Pourquoi certaines compagnies aériennes continuent à survoler l’Iran et l’Irak ?

© Flightradar

Nous savons désormais que, grâce à la vidéo circulant sur les réseaux sociaux, l’appareil ukrainien a été frappé par deux missiles au-dessus de Téhéran. Ceux-ci auraient été tirés à environ 30 secondes d’intervalle, fournissant de nouvelles informations sur la tragédie qui a tué 176 personnes. Alors qu’une majorité de compagnies aériennes ont suspendu le survol, d’autres, et non des moindres, n’ont rien changé…

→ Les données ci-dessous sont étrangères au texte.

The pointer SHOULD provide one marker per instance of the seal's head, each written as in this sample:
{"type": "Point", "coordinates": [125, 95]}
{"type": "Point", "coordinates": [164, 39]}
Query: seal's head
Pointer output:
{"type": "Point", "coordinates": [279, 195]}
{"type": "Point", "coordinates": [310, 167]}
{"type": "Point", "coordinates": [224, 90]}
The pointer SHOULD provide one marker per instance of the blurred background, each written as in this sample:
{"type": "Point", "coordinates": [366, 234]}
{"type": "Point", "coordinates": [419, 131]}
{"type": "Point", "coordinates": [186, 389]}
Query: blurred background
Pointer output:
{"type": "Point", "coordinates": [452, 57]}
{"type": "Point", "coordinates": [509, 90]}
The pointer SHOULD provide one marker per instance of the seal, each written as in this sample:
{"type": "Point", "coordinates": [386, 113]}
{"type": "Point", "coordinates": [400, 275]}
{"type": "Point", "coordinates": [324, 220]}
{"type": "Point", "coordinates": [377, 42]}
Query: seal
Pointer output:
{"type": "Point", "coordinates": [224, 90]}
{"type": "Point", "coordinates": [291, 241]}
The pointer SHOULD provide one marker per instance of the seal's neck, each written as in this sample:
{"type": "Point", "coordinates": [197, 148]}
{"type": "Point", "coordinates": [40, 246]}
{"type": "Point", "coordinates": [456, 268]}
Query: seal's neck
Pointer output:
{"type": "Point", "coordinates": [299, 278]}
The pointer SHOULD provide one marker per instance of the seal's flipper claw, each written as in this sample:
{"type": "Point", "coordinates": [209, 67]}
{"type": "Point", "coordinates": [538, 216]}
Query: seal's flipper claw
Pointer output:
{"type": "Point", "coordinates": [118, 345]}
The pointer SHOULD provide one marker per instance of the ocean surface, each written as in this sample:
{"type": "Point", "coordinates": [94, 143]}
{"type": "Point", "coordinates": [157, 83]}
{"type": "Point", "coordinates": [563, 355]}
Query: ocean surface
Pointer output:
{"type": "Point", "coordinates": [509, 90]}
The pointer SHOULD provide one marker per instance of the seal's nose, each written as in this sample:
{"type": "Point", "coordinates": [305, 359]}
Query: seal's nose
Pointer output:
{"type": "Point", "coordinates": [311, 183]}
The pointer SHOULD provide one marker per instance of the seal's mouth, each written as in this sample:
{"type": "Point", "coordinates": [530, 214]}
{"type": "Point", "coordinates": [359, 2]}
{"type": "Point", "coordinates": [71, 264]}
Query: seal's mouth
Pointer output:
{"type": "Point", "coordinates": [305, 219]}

Il y a eu malheureusement des précédents

Il y a eu un avion de Korean Airlines qui avait été abattu par les soviétiques en 1983. En 1988, un avion de passagers iranien a été abattu au-dessus du golfe Persique par un navire de guerre américain. En 2014, c’était la tragédie du vol Malaysia 17 qui avait été abattu au-dessus de l’Ukraine. On pourrait citer d’autres cas !

Résultat de recherche d'images pour "turkish airlines pagtour"De façon incroyable, plusieurs vols réguliers survolent toujours des zones de guerre

Certaines compagnies aériennes bien connues survolent toujours l’Iran et l’Irak. « Le danger de voler dans une zone de conflit avec des avions de passagers n’est tout simplement pas pris assez au sérieux », critique un pilote expérimenté.

En fait, depuis la tragédie à Téhéran, toutes les grandes compagnies aériennes n’ont pas survolé l’Iran et l’Irak. Quiconque regarde les vols en temps réel sur le site Flightradar24 (photo de Une) découvrira tout de même des vols réguliers d’Oman Airways, Emirates, Etihad, Qatar Airways ou Turkish Airlines via l’Iran et l’Irak et qui font la navette entre l’Europe et la région du Golfe.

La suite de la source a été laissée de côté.